Введение……………………………………………………………3 стр.
Жан Бати́ст Симео́н Шарде́н………………………………………..
Уи́льям Хо́гарт………………………………………………………
Франси́ско Хосе́ де Го́йя-и-Лусье́нтес…………………………….
Заключение………………………………………………………..
Список использованной литературы……………………………
Ф. Гойя-и-Лусиентес
(1746—1828)
К какому веку или периоду в истории
искусства Нового времени принадлежит
великий испанский живописец
и график Гойя?
К XVIII веку, к эпохе Просвещения,— могут
ответить одни.— Гойя родился в середине
века Просвещения, а к концу его слава
художника получила в Испании все возможные
официальные подтверждения: в 1780 году
Гойя уже академик, в 1785— вице-директор,
а в 1795—директор живописного отделения
мадридской Академии изящных искусств;
- в 1786 году Карл III сделал его придворным
живописцем, в 1799 Карл IV — первым придворным
художником. Расцвет искусства Гойи начинался
в те времена, когда еще жива была память
о Тьеполо, когда творили еще Пиранези
и Гейнсборо, Фрагонар и Гварди.
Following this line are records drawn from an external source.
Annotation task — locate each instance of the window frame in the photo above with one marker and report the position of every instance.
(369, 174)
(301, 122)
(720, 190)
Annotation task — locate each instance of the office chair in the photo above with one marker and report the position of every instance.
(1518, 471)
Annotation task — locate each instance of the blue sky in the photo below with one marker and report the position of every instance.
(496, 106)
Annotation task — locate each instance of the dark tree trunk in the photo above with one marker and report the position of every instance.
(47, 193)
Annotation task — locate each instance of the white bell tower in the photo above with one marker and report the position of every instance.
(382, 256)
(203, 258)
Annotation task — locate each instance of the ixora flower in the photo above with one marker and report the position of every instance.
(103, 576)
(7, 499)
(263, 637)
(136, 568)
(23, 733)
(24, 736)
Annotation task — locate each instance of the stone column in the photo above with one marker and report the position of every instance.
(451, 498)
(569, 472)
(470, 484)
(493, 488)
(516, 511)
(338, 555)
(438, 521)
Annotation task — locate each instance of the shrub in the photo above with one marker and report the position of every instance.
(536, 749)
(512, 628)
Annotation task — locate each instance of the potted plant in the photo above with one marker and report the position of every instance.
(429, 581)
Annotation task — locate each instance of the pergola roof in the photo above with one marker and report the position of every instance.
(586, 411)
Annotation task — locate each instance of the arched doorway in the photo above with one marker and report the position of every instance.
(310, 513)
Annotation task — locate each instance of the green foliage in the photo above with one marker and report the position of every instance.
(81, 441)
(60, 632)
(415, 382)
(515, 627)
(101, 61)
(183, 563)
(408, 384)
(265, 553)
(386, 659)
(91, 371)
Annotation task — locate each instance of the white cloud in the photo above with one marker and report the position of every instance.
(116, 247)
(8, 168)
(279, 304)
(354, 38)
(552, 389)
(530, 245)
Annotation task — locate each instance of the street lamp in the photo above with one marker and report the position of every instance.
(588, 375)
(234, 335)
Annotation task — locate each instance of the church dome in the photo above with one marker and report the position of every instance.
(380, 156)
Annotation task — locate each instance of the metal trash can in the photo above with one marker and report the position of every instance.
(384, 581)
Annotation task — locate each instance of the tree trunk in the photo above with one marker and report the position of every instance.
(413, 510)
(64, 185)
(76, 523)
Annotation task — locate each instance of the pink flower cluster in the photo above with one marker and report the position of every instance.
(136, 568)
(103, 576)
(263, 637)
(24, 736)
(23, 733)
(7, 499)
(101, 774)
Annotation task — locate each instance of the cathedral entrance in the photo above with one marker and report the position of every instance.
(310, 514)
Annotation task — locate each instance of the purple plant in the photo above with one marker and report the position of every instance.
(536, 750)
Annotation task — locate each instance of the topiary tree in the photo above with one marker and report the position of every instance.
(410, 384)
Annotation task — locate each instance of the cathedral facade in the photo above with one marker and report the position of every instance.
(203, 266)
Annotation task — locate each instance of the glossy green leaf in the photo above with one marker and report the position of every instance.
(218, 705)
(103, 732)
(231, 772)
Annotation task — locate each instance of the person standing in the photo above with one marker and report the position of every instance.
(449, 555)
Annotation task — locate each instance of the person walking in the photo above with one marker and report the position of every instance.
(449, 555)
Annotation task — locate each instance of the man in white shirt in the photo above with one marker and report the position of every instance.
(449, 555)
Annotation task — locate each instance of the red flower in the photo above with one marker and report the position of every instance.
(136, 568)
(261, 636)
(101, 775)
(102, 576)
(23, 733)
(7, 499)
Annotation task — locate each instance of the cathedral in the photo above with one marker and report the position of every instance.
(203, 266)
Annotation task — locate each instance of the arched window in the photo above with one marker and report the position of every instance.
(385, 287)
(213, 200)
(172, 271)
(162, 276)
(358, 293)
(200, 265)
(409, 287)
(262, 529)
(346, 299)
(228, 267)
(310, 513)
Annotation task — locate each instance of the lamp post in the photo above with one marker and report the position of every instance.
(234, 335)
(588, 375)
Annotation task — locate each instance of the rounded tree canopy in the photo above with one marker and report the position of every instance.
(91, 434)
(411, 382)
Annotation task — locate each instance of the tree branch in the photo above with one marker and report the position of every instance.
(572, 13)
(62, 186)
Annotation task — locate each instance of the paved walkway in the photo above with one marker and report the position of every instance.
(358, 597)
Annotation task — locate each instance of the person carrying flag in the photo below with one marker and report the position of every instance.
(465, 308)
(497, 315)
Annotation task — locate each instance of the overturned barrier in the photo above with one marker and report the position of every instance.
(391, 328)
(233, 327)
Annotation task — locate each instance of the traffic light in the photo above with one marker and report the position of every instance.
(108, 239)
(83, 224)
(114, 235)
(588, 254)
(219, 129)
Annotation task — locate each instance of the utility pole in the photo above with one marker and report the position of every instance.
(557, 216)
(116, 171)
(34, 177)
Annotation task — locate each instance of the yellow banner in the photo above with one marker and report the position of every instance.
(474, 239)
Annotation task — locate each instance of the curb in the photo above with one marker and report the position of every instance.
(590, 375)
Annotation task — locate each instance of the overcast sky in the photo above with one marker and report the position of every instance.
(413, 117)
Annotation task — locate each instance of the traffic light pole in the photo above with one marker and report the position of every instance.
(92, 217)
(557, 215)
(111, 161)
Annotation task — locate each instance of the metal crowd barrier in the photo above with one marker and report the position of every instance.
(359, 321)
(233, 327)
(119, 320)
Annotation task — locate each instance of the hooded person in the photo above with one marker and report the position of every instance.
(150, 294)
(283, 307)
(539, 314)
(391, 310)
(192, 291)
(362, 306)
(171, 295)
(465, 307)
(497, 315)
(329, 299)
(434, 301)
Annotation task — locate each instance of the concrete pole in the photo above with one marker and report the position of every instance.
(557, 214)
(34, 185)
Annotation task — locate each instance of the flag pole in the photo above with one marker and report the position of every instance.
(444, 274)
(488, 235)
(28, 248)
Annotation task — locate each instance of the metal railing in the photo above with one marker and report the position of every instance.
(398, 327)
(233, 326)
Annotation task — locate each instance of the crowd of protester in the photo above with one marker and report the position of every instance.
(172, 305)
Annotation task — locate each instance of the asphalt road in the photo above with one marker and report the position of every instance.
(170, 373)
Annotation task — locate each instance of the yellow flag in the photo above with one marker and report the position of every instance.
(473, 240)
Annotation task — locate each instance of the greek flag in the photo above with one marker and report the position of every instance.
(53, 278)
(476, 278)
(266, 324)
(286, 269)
Его мировоззрение
сформировалось под воздействием французских
энциклопедистов и испанских просветителей.
К XIX веку, к Романтической эпохе,— скажут
другие.— Ведь Гойя пережил не только
всех героев века Просвещения, но и главнейших
инициаторов романтизма — Бетховена,
Байрона, Жерико; в год его смерти Пушкин
писал «Полтаву», а в Париже бушевали страсти
вокруг «Сарданапала» Делакруа. Европейской
своей славе Гойя, безусловно, обязан Романтической
эпохе.
Ни к тому, ни к другому,— будут настаивать
третьи.— Скорее — к переломной полосе,
пролегающей между ними; той, что отмечена
Великой французской революцией, завершившей
XVIII и открывшей XIX столетие. Ведь именно
тогда — в 1797—1799 годах — было создано
то произведение, которое первым приходит
на память при упоминании имени Гойи —
знаменитая серия офортов «Капричос».
Гойя занимает в истории искусства место,
аналогичное его прямому современнику
Давиду, которого недаром называют «художником
Великой французской революции».
Но Давид прожил одну великую жизнь, «звездным
часом» которой была эпоха французской
революции. Гойя будто прожил три жизни,
как бы заново рождаясь на великих исторических
переломах, и в каждой создавал удивительные
по своей цельности миры художественных
образов.
Его вклад в искусство XVIII века определяют
главным образом монументально-декоративные
панно, картоны для гобеленов. Их с 1776 до
1792 года он создал более шестидесяти. Это
пронизанная солнцем, блещущая и переливающаяся
красками, увлекающая живописной свободой
выражения утопия счастливого и естественного
бытия, которая воплощается преимущественно
в народных образах. Уже здесь определился
глубоко народный характер искусства
Гойи, выявились пылкая увлеченность многообразием
явлений, форм, красок, жадность к жизни,
основательность ее переживания. Здесь
проявилось и вообще свойственное ему
чувство «играющей жизни» — плодоносной,
изменчивой и пока играющей как бы от избытка
своих сил (социально и исторически бездействующих).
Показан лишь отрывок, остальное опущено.